27e Journée de la tolérance : « une valeur cardinale dont la promotion est plus que jamais d’actualité »
16 novembre 1995-16 novembre 2022, voilà vingt-sept (27) ans qu’est commémorée la Journée internationale de la tolérance suite à l’adoption, par les Etats membres de l’UNESCO, d’une déclaration de principes sur la tolérance.L’Association pour la tolérance religieuse et le dialogue interreligieux (ATR/DI) saisit cette opportunité pour interpeler l’opinion publique sur le caractère impérieux de promouvoir la tolérance sous ses diverses dimensionsreligieuse, politique, culturelle, etc.
Pour mémoire, l’initiative de l’UNESCO est intervenue au lendemain de deux (02) tragédies en Afrique : d’abord suite à l’assassinat, le 21 octobre 1993, du président burundais Melchior Ndadaye, un génocide de plus de cent mille (100 000) Tutsis en moins d’un (01) mois est commis qui a débouché sur une guerre civile ; ensuite, le 6 avril 1994, le président rwandais, Juvénal Habyarimana, est tué dans un attentat contre son avion personnel. Un génocide d’environ huit cent mille (800 000) Tutsi est perpétré en l’espace de quatre (04) mois. Les années 1993 et 1994 sont donc des années de génocide en Afrique et particulièrement dans la région des Grands Lacs. Même s’il n’y a pas une relation de cause à effet évidente entre ces génocides et l’adoption du 16-Novembre comme la Journée internationale de la tolérance, ces tragédies ont probablement leur part de raison dans cette décision.
De nos jours, les génocides ne sont certes plus des préoccupations immédiates mais le monde et,singulièrement, notre continent vivent hélas dans l’ère de la radicalisation et de l’extrémisme violent caractérisée par l’effritement des relations intercommunautaires et interconfessionnelles, les replis identitaires, la constitution de groupes transnationaux armés qui sèment la mort et la désolation et dont l’intention avouée est d’imposer leur religion aux adeptes des autres religions ou d’obliger leurs coreligionnaires à adopter les préceptes et les pratiques de leur courant doctrinal.
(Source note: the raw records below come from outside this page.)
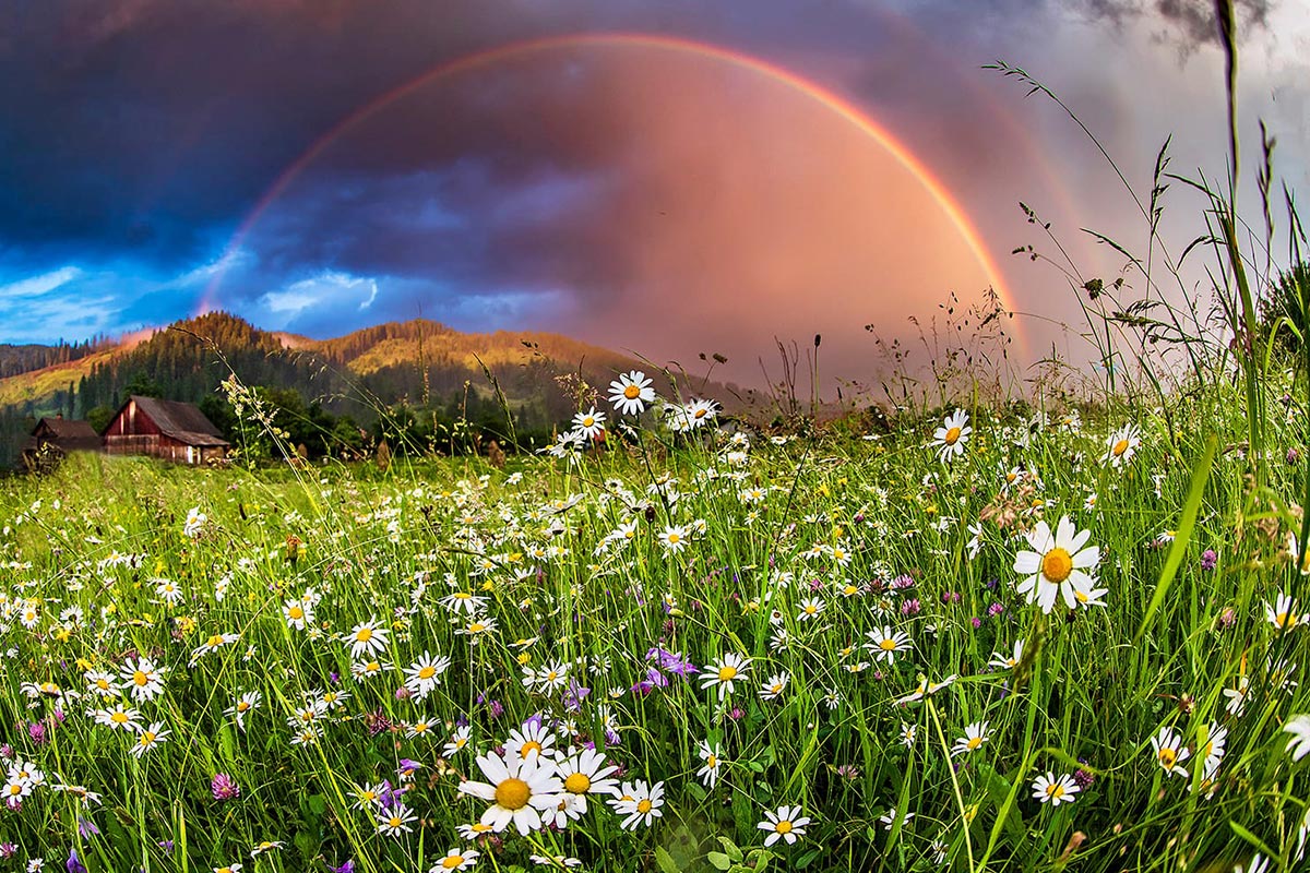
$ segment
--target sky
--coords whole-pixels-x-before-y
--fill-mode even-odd
[[[1238,7],[1258,219],[1259,120],[1276,175],[1310,183],[1310,16]],[[1174,171],[1224,177],[1208,0],[10,0],[0,342],[422,315],[690,370],[718,353],[752,385],[776,340],[821,334],[825,380],[865,382],[875,331],[914,347],[992,288],[1020,372],[1085,360],[1065,272],[1011,253],[1055,255],[1049,223],[1131,300],[1141,276],[1085,229],[1144,251],[1148,228],[997,60],[1138,194],[1167,136]],[[1199,204],[1169,192],[1172,251]]]

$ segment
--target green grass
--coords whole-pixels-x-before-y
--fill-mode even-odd
[[[481,838],[483,866],[531,866],[537,853],[588,869],[726,869],[740,847],[743,861],[756,852],[757,865],[772,856],[785,869],[938,869],[937,842],[960,870],[1227,869],[1256,847],[1294,869],[1310,762],[1288,757],[1280,725],[1310,702],[1275,673],[1306,662],[1307,631],[1279,631],[1264,603],[1303,590],[1285,555],[1303,462],[1281,458],[1305,444],[1305,419],[1297,410],[1271,421],[1276,452],[1255,488],[1231,448],[1246,428],[1241,410],[1231,389],[1212,387],[1172,399],[1170,428],[1159,411],[1114,407],[1085,411],[1081,432],[1048,424],[1032,438],[1027,419],[975,410],[951,463],[927,445],[938,424],[929,418],[903,418],[880,440],[821,433],[774,445],[753,433],[748,448],[647,424],[630,453],[511,459],[523,476],[514,484],[477,461],[252,474],[75,458],[51,478],[12,480],[0,510],[10,561],[0,716],[16,725],[13,754],[46,774],[0,825],[17,860],[62,864],[76,847],[92,870],[301,870],[347,859],[359,870],[427,869],[466,844],[457,826],[487,806],[458,792],[461,776],[483,779],[473,753],[541,713],[567,722],[558,746],[595,742],[625,780],[663,783],[663,815],[626,831],[592,797],[563,830]],[[1106,440],[1125,423],[1141,445],[1116,467],[1103,459]],[[731,450],[745,455],[730,461]],[[1006,482],[1013,467],[1023,480]],[[648,493],[663,476],[676,500]],[[744,503],[747,488],[762,503]],[[1090,493],[1095,509],[1085,508]],[[183,533],[191,507],[207,516],[195,538]],[[1027,548],[1018,534],[1061,516],[1100,547],[1104,607],[1043,614],[1017,593],[1015,555]],[[597,555],[630,520],[631,541]],[[693,526],[676,552],[658,538],[671,524]],[[1158,542],[1172,529],[1183,534],[1172,546]],[[1217,555],[1209,571],[1205,550]],[[111,555],[131,560],[111,565]],[[181,589],[178,603],[157,596],[160,579]],[[291,628],[282,606],[308,589],[321,596],[314,623]],[[469,619],[441,603],[452,590],[485,598],[479,618],[495,622],[476,645],[456,632]],[[811,598],[823,610],[802,620]],[[24,605],[39,610],[30,628]],[[80,618],[62,618],[72,607]],[[389,666],[355,679],[341,637],[371,616],[390,631],[380,658]],[[893,664],[861,648],[884,624],[912,641]],[[189,668],[215,633],[240,640]],[[1014,669],[988,666],[1019,639]],[[753,661],[720,705],[669,670],[634,691],[650,678],[652,648],[698,668],[728,653]],[[422,702],[398,698],[402,670],[424,652],[452,661],[440,686]],[[138,653],[165,669],[162,696],[136,704],[141,721],[172,732],[140,759],[134,734],[86,715],[109,703],[94,703],[83,677],[117,674]],[[523,686],[524,668],[546,665],[590,688],[580,705],[567,705],[567,687]],[[778,674],[785,691],[761,699]],[[921,677],[950,675],[927,702],[896,703]],[[1222,692],[1243,677],[1246,704],[1227,712]],[[60,704],[24,692],[41,682],[85,696]],[[246,691],[262,704],[241,730],[224,709]],[[314,743],[293,745],[287,719],[325,691],[348,698],[321,713]],[[26,725],[42,720],[38,741]],[[406,737],[401,725],[418,720],[431,734]],[[447,757],[456,721],[470,725],[470,743]],[[980,721],[986,742],[951,757]],[[1227,743],[1203,785],[1195,750],[1212,724]],[[903,725],[914,728],[913,746]],[[1155,759],[1162,726],[1193,750],[1186,779]],[[697,776],[701,741],[724,760],[713,788]],[[422,764],[405,793],[421,821],[397,839],[351,802],[355,787],[394,784],[402,758]],[[1039,804],[1031,783],[1048,770],[1081,770],[1086,787],[1058,809]],[[214,798],[217,772],[238,798]],[[51,791],[59,781],[101,802]],[[814,821],[794,846],[764,849],[756,825],[779,805]],[[892,808],[888,830],[880,818]],[[100,832],[79,836],[79,817]],[[252,859],[262,840],[284,846]]]

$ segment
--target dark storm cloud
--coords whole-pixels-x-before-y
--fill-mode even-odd
[[[1220,43],[1214,0],[1081,0],[1087,12],[1117,26],[1158,22],[1157,35],[1175,42],[1184,52]],[[1273,0],[1237,0],[1238,33],[1251,35],[1269,20]]]
[[[1241,7],[1246,24],[1271,9],[1255,0]],[[428,315],[448,312],[479,327],[545,313],[570,330],[561,321],[570,305],[617,312],[665,293],[660,271],[688,263],[703,274],[703,293],[711,276],[734,287],[734,276],[715,272],[713,247],[698,247],[690,232],[700,216],[680,208],[701,203],[684,195],[701,195],[735,166],[684,154],[671,136],[656,154],[648,145],[656,131],[642,126],[672,109],[659,99],[740,82],[709,67],[684,81],[675,68],[688,60],[672,56],[620,64],[603,51],[553,51],[443,79],[345,131],[257,212],[328,131],[424,71],[519,39],[614,30],[745,51],[855,98],[921,156],[1002,253],[1028,241],[1018,236],[1026,228],[1014,200],[1056,209],[1070,199],[1056,196],[1072,187],[1055,178],[1061,168],[1048,168],[1049,154],[1070,149],[1058,139],[1034,148],[1032,114],[1014,110],[1022,90],[977,65],[1006,56],[1076,68],[1094,50],[1049,48],[1070,18],[1099,22],[1090,30],[1102,34],[1146,29],[1196,45],[1208,39],[1208,8],[1204,0],[979,0],[967,12],[946,0],[803,9],[765,0],[0,4],[0,283],[73,264],[81,277],[47,297],[67,291],[77,300],[96,277],[96,312],[119,312],[110,325],[168,321],[194,309],[208,281],[200,274],[254,215],[238,240],[240,263],[212,302],[307,332],[407,318],[418,301]],[[1082,93],[1061,93],[1117,140],[1132,123],[1121,82],[1079,85]],[[785,90],[758,94],[782,103]],[[719,122],[714,106],[701,113],[703,124]],[[739,152],[741,166],[755,166],[760,144],[684,124],[686,141],[703,137],[703,148]],[[781,130],[777,139],[790,141]],[[816,148],[838,139],[825,136]],[[1077,226],[1069,211],[1061,217]],[[718,220],[705,232],[735,240],[724,250],[753,268],[753,238],[734,237]],[[790,267],[773,263],[779,275]],[[325,305],[301,306],[309,294]]]

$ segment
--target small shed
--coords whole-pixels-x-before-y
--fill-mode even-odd
[[[29,469],[35,469],[69,452],[100,452],[96,428],[89,421],[45,418],[37,421],[31,436],[22,444],[22,461]]]
[[[228,441],[194,403],[132,395],[103,435],[109,454],[148,454],[204,463],[227,455]]]

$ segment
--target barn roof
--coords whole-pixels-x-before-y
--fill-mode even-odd
[[[228,445],[214,423],[204,418],[204,412],[200,412],[194,403],[160,401],[138,394],[134,394],[127,402],[132,401],[136,401],[136,408],[144,412],[151,421],[155,421],[155,425],[165,436],[187,445]]]
[[[50,441],[62,449],[98,449],[100,435],[89,421],[76,421],[72,419],[45,418],[37,421],[31,429],[31,438],[28,444],[35,446],[39,440],[38,433],[48,433]]]

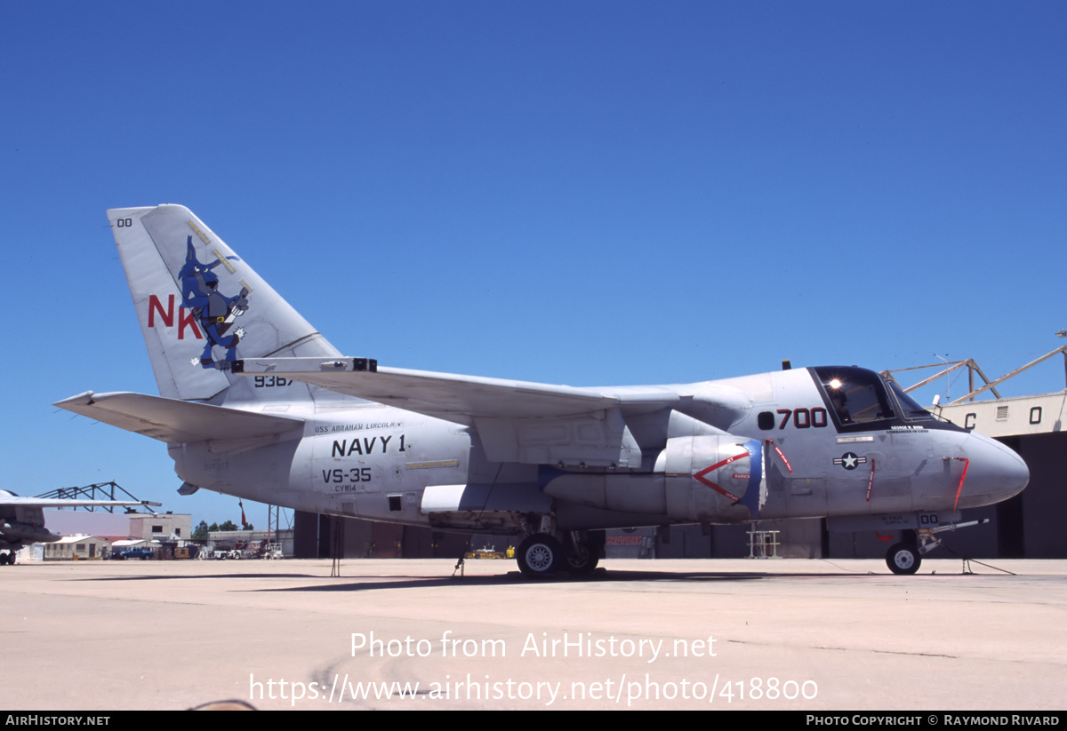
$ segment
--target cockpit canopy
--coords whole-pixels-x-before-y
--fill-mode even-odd
[[[921,425],[939,428],[944,422],[874,371],[855,366],[819,366],[809,369],[838,428],[844,432]]]

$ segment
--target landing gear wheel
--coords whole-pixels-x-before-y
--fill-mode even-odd
[[[527,576],[548,576],[564,566],[563,546],[546,533],[536,533],[520,545],[515,558]]]
[[[886,554],[886,565],[893,573],[910,575],[919,570],[922,563],[914,543],[895,543]]]
[[[567,570],[576,576],[585,576],[592,573],[599,563],[600,556],[585,543],[578,543],[577,551],[567,552]]]

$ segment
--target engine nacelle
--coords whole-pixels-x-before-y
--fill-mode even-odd
[[[544,492],[619,513],[663,516],[671,522],[757,520],[766,500],[763,446],[731,434],[674,437],[651,473],[563,474]]]

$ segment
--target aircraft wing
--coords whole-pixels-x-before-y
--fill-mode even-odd
[[[680,400],[668,389],[592,389],[504,378],[378,368],[365,358],[246,358],[235,372],[269,373],[408,411],[469,424],[479,418],[537,419],[604,409],[651,411]],[[371,366],[367,366],[367,363]]]
[[[366,358],[246,358],[235,373],[269,373],[408,411],[474,426],[490,459],[640,467],[623,413],[676,405],[667,388],[551,386],[522,380],[378,368]]]
[[[256,413],[143,393],[86,391],[54,406],[127,432],[169,443],[275,437],[303,427],[303,420]]]

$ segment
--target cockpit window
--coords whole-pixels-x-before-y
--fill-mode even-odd
[[[838,423],[865,424],[893,418],[881,378],[874,371],[854,367],[814,369]]]
[[[893,390],[893,395],[904,409],[905,419],[933,419],[934,415],[922,407],[922,405],[904,392],[899,384],[890,380],[889,387]]]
Ainsi, en Afrique de l’Ouest, les morts et les blessés se comptent par dizaines de milliers, les personnes déplacées internes par millions, les infrastructures socio-économiques détruites ou fermées par dizaines de milliers…L’autre conséquence de cette situation marquée par le terrorisme est la crise humanitaire qui frappe des dizaines de millions de personnes.
Ce tableau plus que sombre renforce l’impérativité de la promotion de la tolérance à l’échelle mondiale, africaine, régionale et nationale. En rappel, la tolérance est la valeur qui conduit la personne humaine à avoir du respect pour ce qu’elle n’admettrait pas instinctivement, par exemple lorsque cela est différent ou va à l’encontre de ses propres traditions, coutumes, convictions. Elle est un ingrédient nécessaire à la démocratie en ce que l’exercice de tout droit et de toute liberté exige en contrepartie un devoir de tolérance vis-à-vis de la jouissance, par autrui, de sa liberté et de son droit. Cependant, même s’il ne faut pas haïr l’intolérant, il faut faire preuve de vigilance à son endroit et œuvrer de sorte qu’il adopte des comportements tolérants.
Pour le Burkina Faso qui est un pays multiethnique où vivent près de soixante-dix (70) groupes socio-ethniques et pluriconfessionnels avec une dizaine de religions (dont les principales sont, par ordre alphabétique, le christianisme, l’islam et les religions traditionnelles), l’existence de la République et la construction de l’Etat-nation ne sont possibles sans une bonne dose de tolérance au sein de la collectivité politique. Dans cette optique, tous ceux qui détiennent une part de pouvoir ou d’autorité (chefs traditionnels et coutumiers, leaders religieux, responsables politiques et administratifs, opérateurs économiques…) ont, à n’en pas douter, un devoir d’exemplarité. Ce devoir d’exemplarité est d’autant plus à l’ordre du jour que les autorités de la Transition, à travers la charte, en font, à juste titre, leur cheval de bataille.